In order to comply with Vedic astrology there would have to be a correlation with all 3, wouldn't there? Thus if one of the three elements (date, place, time) have been shown to have no correlation the null hypothesis holds.


----------



## Personastro (Apr 28, 2013)

yesiknowbut said:


> In order to comply with Vedic astrology there would have to be a correlation with all 3, wouldn't there? Thus if one of the three elements (date, place, time) have been shown to have no correlation the null hypothesis holds.


You made a very logical point but there is a catch. In Vedic astrology date used is from the lunar calendar (revolution of moon around the earth constitutes a month). Whereas in today's world we use the solar calendar. 

Also if personality is sensitive to the time and the place along with the date. Chances are at granular level there exist a correlation but when we aggregate at the date level we don't see that correlation.

I am thinking of using the date based on solar calendar along with the time and the place to compute lunar date and from the lunar date we can find Rashi (Vedic term for Zodiac) of a person. I believe that the Rashi will have the correlation with the personality.


----------



## yesiknowbut (Oct 25, 2009)

Can you use the original data in the published paper to do that?

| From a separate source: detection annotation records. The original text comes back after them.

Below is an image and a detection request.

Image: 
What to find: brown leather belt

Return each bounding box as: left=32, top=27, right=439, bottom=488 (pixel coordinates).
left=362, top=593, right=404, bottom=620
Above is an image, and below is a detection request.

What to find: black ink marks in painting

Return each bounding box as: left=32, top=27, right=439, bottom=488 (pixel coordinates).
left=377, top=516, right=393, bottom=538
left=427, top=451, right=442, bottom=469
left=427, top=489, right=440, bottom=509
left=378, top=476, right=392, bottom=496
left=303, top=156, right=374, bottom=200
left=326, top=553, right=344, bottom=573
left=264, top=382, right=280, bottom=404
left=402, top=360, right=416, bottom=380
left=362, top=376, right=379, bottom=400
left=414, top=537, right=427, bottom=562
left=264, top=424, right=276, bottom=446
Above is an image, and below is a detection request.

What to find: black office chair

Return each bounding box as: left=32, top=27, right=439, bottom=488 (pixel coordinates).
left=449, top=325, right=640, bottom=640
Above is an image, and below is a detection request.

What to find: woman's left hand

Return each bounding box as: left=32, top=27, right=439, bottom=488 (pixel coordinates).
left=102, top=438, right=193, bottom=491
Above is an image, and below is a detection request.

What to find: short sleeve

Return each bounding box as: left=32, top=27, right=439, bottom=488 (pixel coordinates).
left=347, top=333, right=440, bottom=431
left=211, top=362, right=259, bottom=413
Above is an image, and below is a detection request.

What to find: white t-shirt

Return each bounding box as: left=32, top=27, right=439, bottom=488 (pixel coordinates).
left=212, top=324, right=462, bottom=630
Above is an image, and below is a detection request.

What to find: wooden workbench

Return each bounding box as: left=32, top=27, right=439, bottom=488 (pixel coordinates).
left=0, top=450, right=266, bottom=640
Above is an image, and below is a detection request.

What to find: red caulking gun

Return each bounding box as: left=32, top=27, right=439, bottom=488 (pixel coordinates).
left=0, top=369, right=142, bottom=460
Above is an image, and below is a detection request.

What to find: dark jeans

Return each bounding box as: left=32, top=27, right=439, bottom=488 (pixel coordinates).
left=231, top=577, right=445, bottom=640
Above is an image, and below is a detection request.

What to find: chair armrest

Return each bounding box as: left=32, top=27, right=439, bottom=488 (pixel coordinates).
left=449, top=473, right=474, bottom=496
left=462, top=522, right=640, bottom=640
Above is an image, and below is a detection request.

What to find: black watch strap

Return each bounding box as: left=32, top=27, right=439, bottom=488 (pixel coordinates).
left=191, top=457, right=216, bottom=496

If there are enough data in the paper, that would be your easiest way. Otherwise, if you are looking at "granular" correlation, which I interpret as having more stratifications within the data, then you will need to increase your sample size very considerably, to the point where undertaking the study becomes impossible.

I think you also need to be careful of investigator bias here. You really want to prove this.....


----------